(Simple?) Unicode Question

Sat Aug 29 15:09:12 EDT 2009

On Sat, 29 Aug 2009 08:26:54 +0000, Steven D'Aprano wrote:

> Python only needs to know when you convert the text to or from bytes. I 
> can do this:
> 
>>>> s = "hello"
>>>> t = "world"
>>>> print(' '.join([s, t]))
> hello world
> 
> and not need to care anything about encodings.
> 
> So long as your terminal has a sensible encoding, and you have a good 
> quality font, you should be able to print any string you can create.

UTF-8 isn't a particularly sensible encoding for terminals.

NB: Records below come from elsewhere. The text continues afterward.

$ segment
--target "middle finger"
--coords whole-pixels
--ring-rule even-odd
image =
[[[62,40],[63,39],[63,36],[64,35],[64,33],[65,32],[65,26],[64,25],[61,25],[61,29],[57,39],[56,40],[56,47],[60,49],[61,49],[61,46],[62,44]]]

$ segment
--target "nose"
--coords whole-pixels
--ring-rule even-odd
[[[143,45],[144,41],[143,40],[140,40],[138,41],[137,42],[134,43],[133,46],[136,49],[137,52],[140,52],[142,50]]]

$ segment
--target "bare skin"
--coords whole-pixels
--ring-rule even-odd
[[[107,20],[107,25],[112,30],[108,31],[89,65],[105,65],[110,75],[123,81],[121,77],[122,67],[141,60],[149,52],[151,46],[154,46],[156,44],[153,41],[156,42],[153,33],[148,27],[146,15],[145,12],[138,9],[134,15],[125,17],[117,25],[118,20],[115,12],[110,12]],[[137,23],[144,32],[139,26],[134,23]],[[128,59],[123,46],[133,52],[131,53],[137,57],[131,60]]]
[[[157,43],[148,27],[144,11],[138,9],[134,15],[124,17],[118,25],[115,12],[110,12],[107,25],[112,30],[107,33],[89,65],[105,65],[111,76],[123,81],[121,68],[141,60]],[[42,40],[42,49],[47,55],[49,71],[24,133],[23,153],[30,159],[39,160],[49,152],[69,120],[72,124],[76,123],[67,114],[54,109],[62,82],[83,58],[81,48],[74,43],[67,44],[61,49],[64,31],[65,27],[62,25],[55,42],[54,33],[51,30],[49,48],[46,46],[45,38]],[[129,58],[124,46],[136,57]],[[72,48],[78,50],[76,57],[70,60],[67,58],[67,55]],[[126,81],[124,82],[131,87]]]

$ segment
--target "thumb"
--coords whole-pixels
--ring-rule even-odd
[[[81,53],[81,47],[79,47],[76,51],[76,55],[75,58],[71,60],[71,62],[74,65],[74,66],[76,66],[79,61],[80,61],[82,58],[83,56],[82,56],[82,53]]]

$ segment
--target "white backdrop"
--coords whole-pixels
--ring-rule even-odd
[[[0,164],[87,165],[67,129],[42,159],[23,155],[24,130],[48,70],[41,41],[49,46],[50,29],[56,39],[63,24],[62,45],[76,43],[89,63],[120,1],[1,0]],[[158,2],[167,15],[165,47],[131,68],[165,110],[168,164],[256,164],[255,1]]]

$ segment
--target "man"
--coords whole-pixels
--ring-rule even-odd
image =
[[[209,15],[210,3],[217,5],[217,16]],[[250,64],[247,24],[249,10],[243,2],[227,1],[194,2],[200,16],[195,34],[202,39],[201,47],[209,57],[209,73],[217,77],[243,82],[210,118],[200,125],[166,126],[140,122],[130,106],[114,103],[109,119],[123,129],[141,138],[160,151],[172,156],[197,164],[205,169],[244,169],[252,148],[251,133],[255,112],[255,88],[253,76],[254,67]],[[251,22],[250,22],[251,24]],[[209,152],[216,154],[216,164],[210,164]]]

And "Unicode font" is an oxymoron. You can merge a whole bunch of fonts
together and stuff them into a TTF file; that doesn't make them "a font",
though.

>>> I may be wrong, but I believe that's part of the idea between
>>> separation of string and bytes types in Python 3.x. I believe, if you
>>> are using Python 3.x, you don't need the character encoding mumbo jumbo
>>> at all ;-)
>> 
>> Nothing has changed in that regard. You still need to decode and encode
>> text and for that you have to know the encoding.
> 
> You only need to worry about encoding when you convert from bytes to 
> text, and visa versa. Admittedly, the most common time you need to do 
> that is when reading input from files, but if all your text strings are 
> generated by Python, and not output anywhere, you shouldn't need to care 
> about encodings.

Why would you generate text strings and not output them anywhere?

The main advantage of using Unicode internally is that you can associate
encodings with the specific points where data needs to be converted
to/from bytes, rather than having to carry the encoding details around the
program.